The newly published research hearkens back to a very old finding and puts it into a whole new molecular context, Michelson said.
The study showed that these teacher cells, dubbed mimetic cells for their ability to mimic different tissues, work by co-opting various transcription factors—proteins that drive the expression of genes unique to specific tissues. When they do so, the mimetic cells effectively adopt the identities of tissues such as skin, lung, liver, or intestine.
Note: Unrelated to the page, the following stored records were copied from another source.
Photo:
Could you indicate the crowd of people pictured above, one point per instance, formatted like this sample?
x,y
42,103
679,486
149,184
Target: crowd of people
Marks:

They then present themselves to immature T cells to teach them self-tolerance, the team’s experiments showed.
The work shows that T cells-in-training that mistakenly react against self-proteins either receive a command to self-destruct or get repurposed into other types of T cells that don’t kill but instead restrain other immune cells from attacking.
“The thymus says: This cell is autoreactive, we don’t want it in our repertoire, let’s get rid of it,” Michelson said.
Until now, the elimination of self-reactive T cells was thought to be regulated largely by a single protein called AIRE. The Mathis/Benoist lab was critical in elucidating the function of AIRE. Defects in this protein can lead to a serious immune syndrome characterized by the development of multiple types of autoimmune disorders.
Mathis and Michelson went into their current research seeking to map the molecular pathways involved in AIRE function. Instead, they found many cells in the thymus that did not express the AIRE protein but were still capable of adopting the identities of different tissue types. AIRE, the researchers realized, was only part of the story.
The researchers say the newly identified mimetic cells are likely to play a role in various autoimmune diseases associated with the tissue types they mimic, a hypothesis they plan to pursue.
“We think it’s an exciting discovery that may open up a whole new vision of how certain types of autoimmune diseases arise and, more broadly, of the origins of autoimmunity,” Mathis said.
The researchers said their next steps are to acquire an even deeper understanding of the molecular mechanisms that underlie T cell education, to study the association between individual mimetic cell types and T cell function and dysfunction, and to determine how the mechanism plays out in the human thymus.
Study co-authors included Koji Hase of Keio University, Tsuneyasu Kaisho of Wakayama Medical University, and Christophe Benoist of HMS.